First show the base case. That easys just shows it holds for n=1. Not sure where to go from there? What term do I add to both sides? Not really sure what the i means in front of the $$\prod$$ on the left side

Homework Helper
Assume it holds for some k. Now try to evaluate for k + 1 and use the fact that it holds for k.

Assume it holds for some k. Now try to evaluate for k + 1 and use the fact that it holds for k.

Yes. This requires that I need to add some term to both sides. Not really sure what term I need to use to construct the induction for k+1

Homework Helper
You have and equality which you wish to show holds for k + 1. Evaluate the left side for k + 1 first - try to express this as a sum of two terms one of which equals the sum for k (which you assumed holds).

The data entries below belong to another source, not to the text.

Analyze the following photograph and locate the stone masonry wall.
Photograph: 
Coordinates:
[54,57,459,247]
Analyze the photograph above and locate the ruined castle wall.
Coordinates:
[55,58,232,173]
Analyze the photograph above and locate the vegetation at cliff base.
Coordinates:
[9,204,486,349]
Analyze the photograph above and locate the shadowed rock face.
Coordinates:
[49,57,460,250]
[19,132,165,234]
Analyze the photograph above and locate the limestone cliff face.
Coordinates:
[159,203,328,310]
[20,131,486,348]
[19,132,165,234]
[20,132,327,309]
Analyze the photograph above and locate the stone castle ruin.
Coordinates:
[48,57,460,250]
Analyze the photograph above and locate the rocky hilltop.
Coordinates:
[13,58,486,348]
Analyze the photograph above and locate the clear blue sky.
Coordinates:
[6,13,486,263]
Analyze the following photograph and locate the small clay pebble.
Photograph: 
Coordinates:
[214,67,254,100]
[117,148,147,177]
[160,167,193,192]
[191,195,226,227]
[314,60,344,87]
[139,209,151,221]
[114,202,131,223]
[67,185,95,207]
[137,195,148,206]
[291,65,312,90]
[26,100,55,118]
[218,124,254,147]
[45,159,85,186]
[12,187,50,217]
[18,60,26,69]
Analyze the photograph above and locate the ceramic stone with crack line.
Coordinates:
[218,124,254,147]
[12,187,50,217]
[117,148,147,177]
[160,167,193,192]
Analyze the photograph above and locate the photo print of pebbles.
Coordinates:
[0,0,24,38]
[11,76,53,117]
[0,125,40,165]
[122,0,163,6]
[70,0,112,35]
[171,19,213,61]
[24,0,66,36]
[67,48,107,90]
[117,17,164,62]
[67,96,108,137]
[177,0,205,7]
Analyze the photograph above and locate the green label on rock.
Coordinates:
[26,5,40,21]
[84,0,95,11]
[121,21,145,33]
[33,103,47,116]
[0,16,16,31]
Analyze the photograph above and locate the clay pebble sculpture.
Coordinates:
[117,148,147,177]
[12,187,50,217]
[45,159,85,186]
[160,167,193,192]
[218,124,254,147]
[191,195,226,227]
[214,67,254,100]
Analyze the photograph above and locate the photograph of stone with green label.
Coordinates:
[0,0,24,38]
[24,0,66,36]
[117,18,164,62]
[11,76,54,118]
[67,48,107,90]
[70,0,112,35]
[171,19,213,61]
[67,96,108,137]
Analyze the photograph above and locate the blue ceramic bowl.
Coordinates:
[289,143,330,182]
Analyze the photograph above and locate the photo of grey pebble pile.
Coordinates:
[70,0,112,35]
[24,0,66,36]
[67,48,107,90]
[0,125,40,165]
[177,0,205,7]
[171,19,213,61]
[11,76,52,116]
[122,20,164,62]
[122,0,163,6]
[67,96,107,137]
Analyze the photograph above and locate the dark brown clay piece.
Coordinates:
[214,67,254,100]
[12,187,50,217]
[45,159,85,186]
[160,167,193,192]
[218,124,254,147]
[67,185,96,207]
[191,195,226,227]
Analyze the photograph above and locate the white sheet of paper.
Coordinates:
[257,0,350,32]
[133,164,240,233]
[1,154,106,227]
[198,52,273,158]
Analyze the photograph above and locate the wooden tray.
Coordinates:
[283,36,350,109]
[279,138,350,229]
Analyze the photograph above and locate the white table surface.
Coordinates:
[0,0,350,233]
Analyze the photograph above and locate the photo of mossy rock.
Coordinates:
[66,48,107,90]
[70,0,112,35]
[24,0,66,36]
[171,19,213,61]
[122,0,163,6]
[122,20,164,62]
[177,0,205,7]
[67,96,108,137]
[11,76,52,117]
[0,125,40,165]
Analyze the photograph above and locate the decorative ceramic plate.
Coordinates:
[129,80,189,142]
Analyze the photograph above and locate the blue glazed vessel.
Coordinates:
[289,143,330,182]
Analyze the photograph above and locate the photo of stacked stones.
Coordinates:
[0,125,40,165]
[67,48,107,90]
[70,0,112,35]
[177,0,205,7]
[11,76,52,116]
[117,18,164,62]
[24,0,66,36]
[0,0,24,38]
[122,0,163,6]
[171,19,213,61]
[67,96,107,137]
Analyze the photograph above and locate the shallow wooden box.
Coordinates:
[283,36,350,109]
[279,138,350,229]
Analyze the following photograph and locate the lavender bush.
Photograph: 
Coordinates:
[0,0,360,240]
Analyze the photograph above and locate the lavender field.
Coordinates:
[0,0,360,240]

You have and equality which you wish to show holds for k + 1. Evaluate the left side for k + 1 first - try to express this as a sum of two terms one of which equals the sum for k (which you assumed holds).

Can you give an example?

Homework Helper
OK, here's how you should start:

$$\sum_{i=1}^{k+1} (i \prod_{j=1}^{i}_{j}) = \sum_{i=1}^{k} (i \prod_{j=1}^{i}_{j}) + (k+1) \prod_{j=1}^{k+1}_{j}$$

Ok so first I replaced all the sum stuff with the right hand side to make it easier to read. By substituting the right side of left side of the initial equality with the right side. That should work fine right?

The I have:

$$\prod_{j=1}^{k+1}_{j} - 1 = \prod_{j=1}^{k+1}_{j} - 1 + (k+1) \prod_{j=1}^{k+1}_{j}$$

But it doesn't seem right..

Homework Helper
Why wouldn't it seem right? You only need to factor out $$\prod_{j=1}^{k+1}_{j}$$.

$$\prod_{j=1}^{k+1}_{j} - 1 = \prod_{j=1}^{k+1}_{j} - 1 + (k+1) \prod_{j=1}^{k+1}_{j}$$

Ok so I also cancel out the -1 on both sides, then I factor out
$$\prod_{j=1}^{k+1}_{j}$$ and I get

$$\prod_{j=1}^{k+1}_{j} = 1 +(k+1)(\prod_{j=1}^{k+1}_{j})$$

then cancel out the prod_{j=1}^{k+1}_{j} ?

$$1 = 1 + (k+1)$$

$$k=-1$$

What now?

$$\sum_{i=1}^{k+1} (i \prod_{j=1}^{i}_{j}) = \sum_{i=1}^{k} (i \prod_{j=1}^{i}_{j}) + (k+1) \prod_{j=1}^{k+1}_{j} = \prod_{j=1}^{k+1}_{j} - 1 + (k+1) \prod_{j=1}^{k+1}_{j}$$
You are not canceling out different sides of the equation, you're only evaluating an equality - now factor out $$\prod_{j=1}^{k+1}_{j}$$.